I have a question about Terence Tao's lecture notes, Proposition 5:
Let $x$ be a rational number. Then there exists a unique integer $n$ such that $n \leq x < n+1$.
Here is my proof (existence only):
Proof: If $x = 0$ let $n = 0$. If $x > 0$, then $x = \frac{a}{b}$ such that $a, b$ are positive integers. By Euclidean algorithm we know that there exists $p, r$ such that $p>0$ and $0 \leq r < b$ and $a = pb + r$. Then we have $\frac{a}{b} = p + \frac{r}{b}$, which means $p \leq \frac{a}{b} < p+1$. Let $n = p$ we get the inequality.
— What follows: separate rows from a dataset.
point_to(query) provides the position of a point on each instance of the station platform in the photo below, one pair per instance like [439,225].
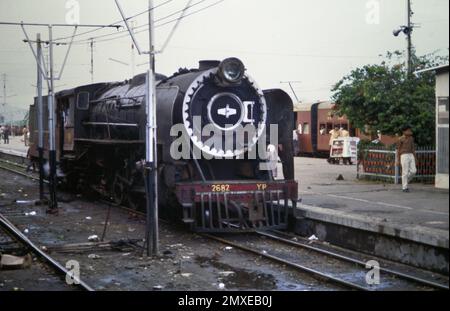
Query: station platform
[15,147]
[379,210]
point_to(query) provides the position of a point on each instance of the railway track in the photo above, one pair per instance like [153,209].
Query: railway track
[17,236]
[287,239]
[16,168]
[304,258]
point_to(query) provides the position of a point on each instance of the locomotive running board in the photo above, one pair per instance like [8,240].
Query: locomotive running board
[236,206]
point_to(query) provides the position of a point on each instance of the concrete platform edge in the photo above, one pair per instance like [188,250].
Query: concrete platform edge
[418,234]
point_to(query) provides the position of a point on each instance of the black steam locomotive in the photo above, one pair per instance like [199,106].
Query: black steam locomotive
[215,186]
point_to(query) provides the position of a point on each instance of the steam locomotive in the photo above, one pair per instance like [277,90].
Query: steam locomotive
[217,187]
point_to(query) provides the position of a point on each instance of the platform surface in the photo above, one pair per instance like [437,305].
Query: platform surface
[421,216]
[16,146]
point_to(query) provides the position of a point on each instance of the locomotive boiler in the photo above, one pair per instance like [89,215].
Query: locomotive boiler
[212,122]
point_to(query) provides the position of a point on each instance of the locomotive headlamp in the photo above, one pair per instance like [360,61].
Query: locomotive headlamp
[231,71]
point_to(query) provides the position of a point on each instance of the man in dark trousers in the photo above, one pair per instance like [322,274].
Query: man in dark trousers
[406,156]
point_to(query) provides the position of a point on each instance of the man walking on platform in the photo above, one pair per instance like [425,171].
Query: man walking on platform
[406,151]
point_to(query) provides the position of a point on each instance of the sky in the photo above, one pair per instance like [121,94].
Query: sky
[314,42]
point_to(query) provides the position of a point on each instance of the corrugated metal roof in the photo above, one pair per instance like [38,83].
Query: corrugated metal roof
[302,107]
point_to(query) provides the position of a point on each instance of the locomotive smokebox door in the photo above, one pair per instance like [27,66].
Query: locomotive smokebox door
[281,113]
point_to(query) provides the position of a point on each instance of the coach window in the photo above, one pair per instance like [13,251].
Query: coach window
[306,129]
[83,101]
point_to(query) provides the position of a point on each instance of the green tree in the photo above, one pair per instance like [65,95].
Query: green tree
[384,98]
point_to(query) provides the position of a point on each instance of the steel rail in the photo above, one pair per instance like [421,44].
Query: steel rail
[12,230]
[322,275]
[352,260]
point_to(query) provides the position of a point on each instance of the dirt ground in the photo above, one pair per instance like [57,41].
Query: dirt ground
[188,262]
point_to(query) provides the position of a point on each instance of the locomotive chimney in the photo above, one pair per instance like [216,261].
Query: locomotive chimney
[208,64]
If $x < 0$, $x$ can be represented as $-\frac{a}{b}$ and $a, b$ are positive integers. Since we have already proved this case, we have $-(p+1)< -\frac{a}{b} \leq -p$. Let $n' = -(p+1)$ we get only $n' < x \leq n'+1$, not precisely the same thing. Now we need to show the two inequalities $n' < x \leq n'+1 $ and $n \leq x < n+1$ are equivalent.
Since $x$ is given, the interval $(n', n'+1]$ is fixed. If $x \in (n', n'+1)$, let $n = n'$ we have $n \leq x < n+1$. If $x = n'+1$ let $n = n'+1$ we have $n \leq x < n+1$. In either case we have $n \leq x < n+1$, we finished the proof.
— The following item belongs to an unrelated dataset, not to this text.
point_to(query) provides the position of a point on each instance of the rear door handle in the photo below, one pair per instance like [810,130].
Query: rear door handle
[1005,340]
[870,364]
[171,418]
Could you help me to improve this proof? It seems not neatly enough. Thanks!
The following is an approach very similar to yours, but perhaps a little sleeker. Take a positive rational $r=\frac{a}{b}$, where $a$ and $b$ are positive integers. There are integers $\ge r$, for example $a$. Let $n$ be the smallest positive integer which is $\ge r$. Continue.